- Born: 29 October 1981 (age 44) Andrea Katharina Ingeborg Göthling
- Citizenship: German
- Occupations: sound recordist in the field of Noise and Post-industrial music, visual artist, and filmmaker

= Mama Baer =

German sound recordist

Mama Baer (born Andrea Katharina Ingeborg Göthling; 29 October 1981) is a German sound recordist of noise music and post-industrial music. She is a filmmaker and visual artist in Flensburg. She has had solo and group art exhibitions around the

world, and her short films have been presented at several film festivals.

== Early life ==
Mama Baer was born Andrea Katharina Ingeborg Göthling on October 29, 1981.

== Career ==
She works as a sound recordist in the field of Noise and Post-industrial music, visual artist, and filmmaker in Flensburg. She often works together with her husband Kommissar Hjuler as Kommissar Hjuler und Frau. A self-taught artist, she began making music in 1999 and visual art in 2006. Her art is in the field of neo dada and art brut.

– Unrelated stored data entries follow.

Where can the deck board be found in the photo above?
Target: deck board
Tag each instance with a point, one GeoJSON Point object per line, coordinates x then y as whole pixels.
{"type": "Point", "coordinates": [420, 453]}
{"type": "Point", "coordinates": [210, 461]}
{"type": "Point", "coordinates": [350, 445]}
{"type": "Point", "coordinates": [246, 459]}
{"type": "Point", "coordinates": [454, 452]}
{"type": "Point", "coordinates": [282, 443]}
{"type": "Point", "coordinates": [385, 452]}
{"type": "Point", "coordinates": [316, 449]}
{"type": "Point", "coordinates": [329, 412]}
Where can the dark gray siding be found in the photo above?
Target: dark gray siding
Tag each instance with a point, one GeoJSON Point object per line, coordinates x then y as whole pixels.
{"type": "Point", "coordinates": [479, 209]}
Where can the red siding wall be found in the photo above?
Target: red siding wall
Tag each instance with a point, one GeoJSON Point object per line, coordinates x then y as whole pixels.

Mama Baer has a huge amount of music releases available at independent labels like Ultra Eczema, Intransitive Recordings, Nihilist Records, Obskyr Records and others. She shares albums with Bomis Prendin, Franz Kamin, Philip Krumm, Wolf Vostell, and others.

== Performance ==
Kommissar Hjuler und Frau performed at festivals such as Colour out of Space Festival, Brighton, 2009, Zappanale, Bad Doberan, 2010, Incubate (festival) Nijmegen, 2010, and at artists' venues like Morden Tower, Café Oto or Mary Bauermeister's performance space. They performed live with Jan van den Dobbelsteen and Danielle Lemaire, Eugene Chadbourne, John Wiese, Heather Leigh Murray, Clive Graham, and others.

== Art ==
She has presented in solo and group art exhibitions around the world. On 9 November 2009 she joined the NO!art movement.

German novelist, Peter Rathke presented Mama Baer as a character in his novel Im Knast mit Kommissar Hjuler und Mama Baer.

Mama Baer was played by Kathleen Gregory in an incomplete short film by Fred Wilder. Kommissar Hjuler and Mama Baer wrote most of the film's music.